A ciência, nova nobreza ! O progresso. O mundo em marcha ! Porquê ele não daria voltas?

É a visão dos números. Vamos ao Espírito. É muito-certo, é Oráculo o que digo. Compreendo, e não sabendo explicar sem palavras pagãs, quero calar-me.


O sangue pagão está de volta ! O Espírito está próximo ;  porquê Cristo não me ajuda dando à minha alma nobreza e liberdade. Pena ! O Evangelho passou ! o Evangelho ! o Evangelho.

Espero Deus com guloseima. Sou de raça inferior desde toda eternidade.
Eis-me na praia armoricana. Que as cidades se acendam à noite ! Minha jornada está acabada ; deixo a Europa. O ar marinho queimará meus pulmões ; os climas perdidos me curtirão. Nadar, esmagar a erva, caçar, fumar, principalmente ; beber licores fortes feito metal ardente, - como faziam estes caros ancestrais ao redor do fogo.

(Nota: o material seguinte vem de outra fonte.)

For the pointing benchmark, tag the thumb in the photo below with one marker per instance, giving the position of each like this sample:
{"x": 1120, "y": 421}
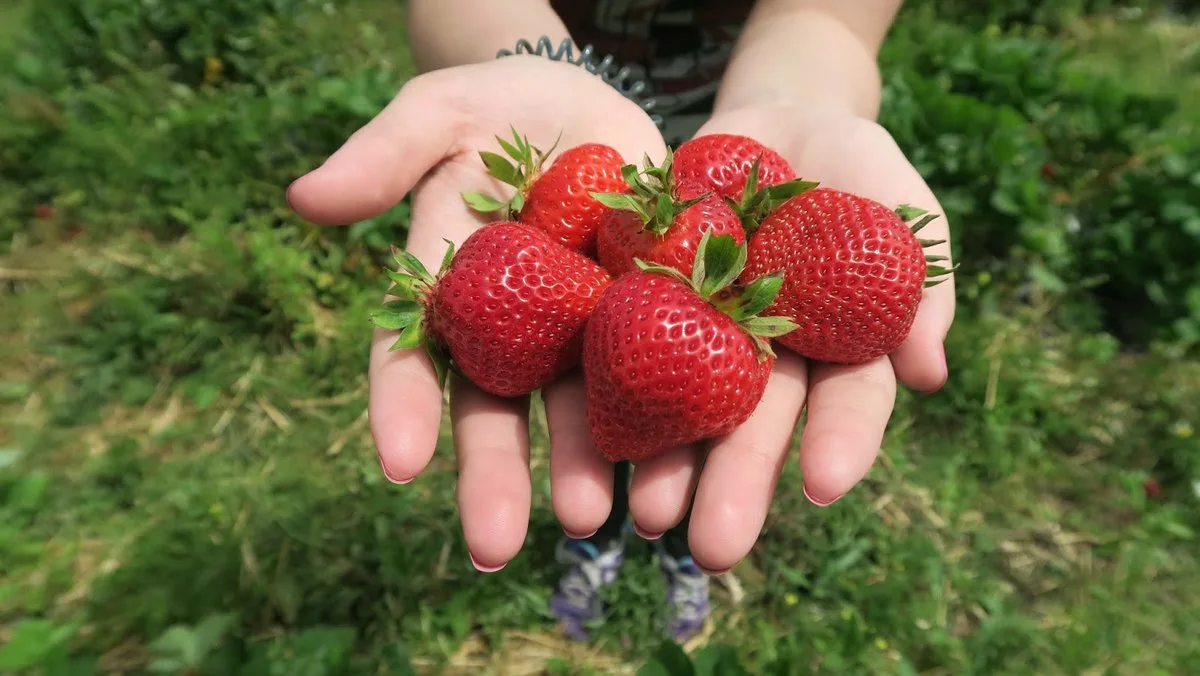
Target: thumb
{"x": 383, "y": 160}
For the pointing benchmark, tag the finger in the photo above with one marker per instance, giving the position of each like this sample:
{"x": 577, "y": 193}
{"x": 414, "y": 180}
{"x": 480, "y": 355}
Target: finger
{"x": 492, "y": 440}
{"x": 742, "y": 470}
{"x": 580, "y": 478}
{"x": 383, "y": 160}
{"x": 849, "y": 410}
{"x": 661, "y": 489}
{"x": 403, "y": 408}
{"x": 891, "y": 179}
{"x": 405, "y": 401}
{"x": 919, "y": 362}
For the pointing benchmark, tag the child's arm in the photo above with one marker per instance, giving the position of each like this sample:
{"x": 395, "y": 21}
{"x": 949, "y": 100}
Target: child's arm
{"x": 454, "y": 33}
{"x": 809, "y": 52}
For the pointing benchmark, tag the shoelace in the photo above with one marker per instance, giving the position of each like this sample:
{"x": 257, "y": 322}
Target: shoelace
{"x": 689, "y": 596}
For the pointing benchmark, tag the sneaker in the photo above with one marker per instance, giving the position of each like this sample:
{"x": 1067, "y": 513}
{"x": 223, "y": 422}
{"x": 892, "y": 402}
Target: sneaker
{"x": 577, "y": 600}
{"x": 687, "y": 596}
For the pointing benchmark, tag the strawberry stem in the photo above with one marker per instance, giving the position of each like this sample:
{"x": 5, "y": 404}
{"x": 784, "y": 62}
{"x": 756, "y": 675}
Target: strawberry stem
{"x": 652, "y": 195}
{"x": 757, "y": 202}
{"x": 406, "y": 311}
{"x": 934, "y": 274}
{"x": 520, "y": 169}
{"x": 719, "y": 261}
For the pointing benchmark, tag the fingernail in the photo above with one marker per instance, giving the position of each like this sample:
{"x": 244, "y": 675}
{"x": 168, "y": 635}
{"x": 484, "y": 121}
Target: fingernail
{"x": 394, "y": 479}
{"x": 946, "y": 368}
{"x": 817, "y": 501}
{"x": 483, "y": 568}
{"x": 580, "y": 536}
{"x": 645, "y": 534}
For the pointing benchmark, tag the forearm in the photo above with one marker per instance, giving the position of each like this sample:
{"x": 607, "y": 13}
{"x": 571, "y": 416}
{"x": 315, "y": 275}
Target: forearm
{"x": 454, "y": 33}
{"x": 810, "y": 53}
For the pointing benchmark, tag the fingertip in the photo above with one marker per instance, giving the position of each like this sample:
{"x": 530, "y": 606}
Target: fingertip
{"x": 832, "y": 467}
{"x": 922, "y": 368}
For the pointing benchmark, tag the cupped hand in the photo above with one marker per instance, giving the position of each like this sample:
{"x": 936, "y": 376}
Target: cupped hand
{"x": 847, "y": 406}
{"x": 426, "y": 142}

Voltarei com membros de ferro, a pele escura, o olhar furioso: sobre minha máscara, hão de julgar-me de uma raça forte. Terei ouro. Serei indolente e brutal. As mulheres cuidam destes ferozes enfermos ao retornarem dos países quentes. Estarei ligado à coisa política. Salvo.
Agora estou amaldiçoado, tenho horror à pátria. O melhor é um sono bem bêbado no litoral.
Nós não vamos. – Retomemos os caminhos daqui, carregado com meu vício que empurrou suas sofridas raízes para o meu lado desde a idade da razão – que sobe ao céu, me bate, me derruba, me arrasta.
A última inocência e a última timidez. Está dito. Não levar ao mundo meus desgostos e minhas traições.
Vamos! A marcha, o fardo, o deserto, o tédio e a cólera.
Para quem me alugar? Que besta deve-se adorar? Que imagem santa atacar ? Que corações romperei? Que mentira deverei sustentar?- Em que sangue caminhar?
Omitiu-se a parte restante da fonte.